Ibrahim Hooper, spokesman for the Washington-based Council on American-Islamic Relations, said he doesn’t object to Christians such as Humphries praying for Muslims, but he takes issue with the kind of missionary work espoused by Stewart.

“They come in with a lot of money, a lot of backing, a lot of resources and they use these to their advantage,” Hooper said. “We’re confident in our faith, but when they go to vulnerable individuals, this is when we have some objections.”

Eight aid workers, including two from Waco, were jailed in Afghanistan in early August on charges of spreading Christianity. The eight were freed by the Northern Alliance after the fall of Kabul, the capital of Afghanistan. Among them were Dayna Curry and Heather Mercer, both graduates of Baylor University.

Cracknell said missionaries might be well-intentioned, but their efforts have barely made a dent.

“In Muslim countries, the churches are extremely small and in some places are barely tolerated,” Cracknell said. “In other countries like Turkey and Egypt, there are hardly any Christian converts.

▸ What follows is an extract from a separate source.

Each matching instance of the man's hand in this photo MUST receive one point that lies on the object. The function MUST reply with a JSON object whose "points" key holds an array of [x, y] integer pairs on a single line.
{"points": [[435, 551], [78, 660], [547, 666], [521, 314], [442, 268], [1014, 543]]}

In fact, it is very rare to hear of somebody who has been converted from Islam.”

But Stewart contends he is making progress. He said the number of Christian Iranian churches outside Iran has grown from zero to about 100 since 1979, including more than 30 in the United States. One of them, the Iranian Baptist Church of Arlington, conducts services in Persian at Lamar Baptist Church.

The Rev. Diba Betdaniel, pastor of the Iranian Baptist Church of Arlington, said he is encouraged to hear Christians are praying for Muslims’ conversion.

“That’s what we need to do,” Diba said. “We need to pray that God will work and touch people’s hearts.”